Crítica: Bela Vingança (2020, de Emerald Fennell)


Os filmes de “estupro e vingança” (do inglês rape and revenge) começaram a ser definidos com esse título a partir da década de setenta como parte do cinema de exploitation (filmes apelativos que lidavam com temáticas desconfortáveis e faziam uso geralmente de muita violência explícita). Como o próprio nome sugere, o filmes de “estupro e vingança” são sobre vítimas de violência sexual (em sua maioria mulheres) que buscam se vingar contra seus agressores. 

Embora já existissem filmes que exploravam essa temática como A Fonte da Donzela dirigido por Ingmar Bergman em 1960, o subgênero se firmou e se popularizou através de produções como Aniversário Macabro de 1972 (dirigido por Wes Craven) e A Vingança de Jennifer de 1978 (dirigido por Meir Zarchi). Esses dois filmes, diferente do dirigido por Bergman, já se aproximavam bem mais do gênero exploitation por abordar essa temática sem nenhuma sutileza ou nuance e com uma crueldade exagerada.

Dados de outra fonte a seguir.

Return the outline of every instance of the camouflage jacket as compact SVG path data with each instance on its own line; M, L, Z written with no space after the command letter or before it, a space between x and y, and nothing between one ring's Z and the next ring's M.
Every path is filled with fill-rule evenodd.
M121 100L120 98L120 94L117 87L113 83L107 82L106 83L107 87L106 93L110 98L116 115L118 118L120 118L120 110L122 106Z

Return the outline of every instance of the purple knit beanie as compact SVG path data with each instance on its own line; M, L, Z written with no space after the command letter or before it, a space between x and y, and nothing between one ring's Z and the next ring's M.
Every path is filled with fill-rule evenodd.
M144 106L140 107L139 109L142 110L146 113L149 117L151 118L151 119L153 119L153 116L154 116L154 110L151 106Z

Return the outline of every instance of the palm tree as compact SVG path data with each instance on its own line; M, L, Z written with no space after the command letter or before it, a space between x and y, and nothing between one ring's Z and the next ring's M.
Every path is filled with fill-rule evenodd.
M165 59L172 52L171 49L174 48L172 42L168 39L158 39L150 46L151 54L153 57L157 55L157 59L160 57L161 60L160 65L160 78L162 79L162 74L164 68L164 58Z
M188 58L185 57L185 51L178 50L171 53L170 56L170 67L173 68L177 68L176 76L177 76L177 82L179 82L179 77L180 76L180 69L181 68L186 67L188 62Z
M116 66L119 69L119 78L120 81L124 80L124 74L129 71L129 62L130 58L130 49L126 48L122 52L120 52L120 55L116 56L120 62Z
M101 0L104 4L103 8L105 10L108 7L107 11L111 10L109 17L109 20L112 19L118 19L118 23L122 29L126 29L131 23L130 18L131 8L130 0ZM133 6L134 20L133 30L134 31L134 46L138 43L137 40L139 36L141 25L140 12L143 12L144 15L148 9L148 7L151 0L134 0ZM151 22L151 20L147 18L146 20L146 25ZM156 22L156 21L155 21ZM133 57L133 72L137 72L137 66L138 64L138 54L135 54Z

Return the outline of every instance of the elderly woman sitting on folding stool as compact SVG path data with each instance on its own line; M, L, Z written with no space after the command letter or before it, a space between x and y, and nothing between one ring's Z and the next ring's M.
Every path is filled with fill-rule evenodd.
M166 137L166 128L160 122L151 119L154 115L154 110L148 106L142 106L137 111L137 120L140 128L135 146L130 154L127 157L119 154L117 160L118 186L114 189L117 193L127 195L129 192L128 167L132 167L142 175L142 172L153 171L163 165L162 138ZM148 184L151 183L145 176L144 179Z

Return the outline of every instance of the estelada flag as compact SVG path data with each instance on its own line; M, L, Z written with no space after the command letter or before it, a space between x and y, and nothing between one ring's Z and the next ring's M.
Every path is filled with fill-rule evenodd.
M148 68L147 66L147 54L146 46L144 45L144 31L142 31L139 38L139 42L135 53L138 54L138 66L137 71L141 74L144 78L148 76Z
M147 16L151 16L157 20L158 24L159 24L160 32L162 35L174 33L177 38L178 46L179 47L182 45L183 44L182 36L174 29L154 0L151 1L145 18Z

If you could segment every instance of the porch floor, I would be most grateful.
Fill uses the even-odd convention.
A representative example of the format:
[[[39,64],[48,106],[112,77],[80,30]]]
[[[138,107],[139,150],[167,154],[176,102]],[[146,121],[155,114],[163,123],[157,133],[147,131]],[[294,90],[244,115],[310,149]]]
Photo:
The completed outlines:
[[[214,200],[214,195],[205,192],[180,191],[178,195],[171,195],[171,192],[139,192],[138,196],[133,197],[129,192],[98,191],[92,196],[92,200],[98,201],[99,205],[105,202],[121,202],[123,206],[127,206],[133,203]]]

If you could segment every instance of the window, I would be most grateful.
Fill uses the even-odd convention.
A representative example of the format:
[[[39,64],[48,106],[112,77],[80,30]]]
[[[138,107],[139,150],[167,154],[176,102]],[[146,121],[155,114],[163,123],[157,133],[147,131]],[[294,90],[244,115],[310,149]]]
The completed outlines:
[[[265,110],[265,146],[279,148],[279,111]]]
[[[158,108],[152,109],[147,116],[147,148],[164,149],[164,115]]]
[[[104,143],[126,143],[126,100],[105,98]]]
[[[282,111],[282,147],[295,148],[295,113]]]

As opiniões a cerca desse tipo de produção sempre foram ambíguas, gerando um certo nível de polêmica. Muitos consideram o subgênero como um desserviço a temática sobre violência sexual por resumir um tópico tão sério a uma sequência de cenas cartunescas de vingança, além do fato das cenas de estupro, na maioria desses filmes, serem extremamente gráficas e, às vezes, até mesmo fetichizadas, sem necessidade alguma para construção do enredo. 

Outros o enxergam como uma tentativa de empoderamento a vítimas de estupro, transformando a vítima indefesa em um vingador implacável. Porém essa segunda opinião já foi bastante refutada, especialmente entre teóricas feministas, pois é visível que filmes como A Vingança de Jennifer acabam por banalizar a violência sexual em função do entretenimento ao invés de realmente debater esse tema de forma complexa e conscientizada.


Promising Young Woman (traduzido no Brasil para o título genérico de Bela Vingança), assim como outras obras recentes dirigidas por mulheres tal qual Revenge (de Coralie Fargeat) e The Nightingale (de Jennifer Kent), não se encaixa exatamente dentro dos preceitos do subgênero de exploitation. Pelo contrário, a intenção do filme é exatamente desconstruir as características já estabelecidas sobre esse tipo de produção, e o filme alcança esse objetivo com inteligência. A produção já se distancia imediatamente do rape and revenge ao decidir não mostrar em momento algum a violência que motiva a narrativa do filme. Ao invés de focar no estupro em si, o filme prefere explorar a cultura criada em torno da violência sexual. Emerald Fennell, a diretora do longa, utiliza certos atributos narrativos do rape and revenge para elaborar um enredo contextualizado e amplo sobre a cultura de estupro. 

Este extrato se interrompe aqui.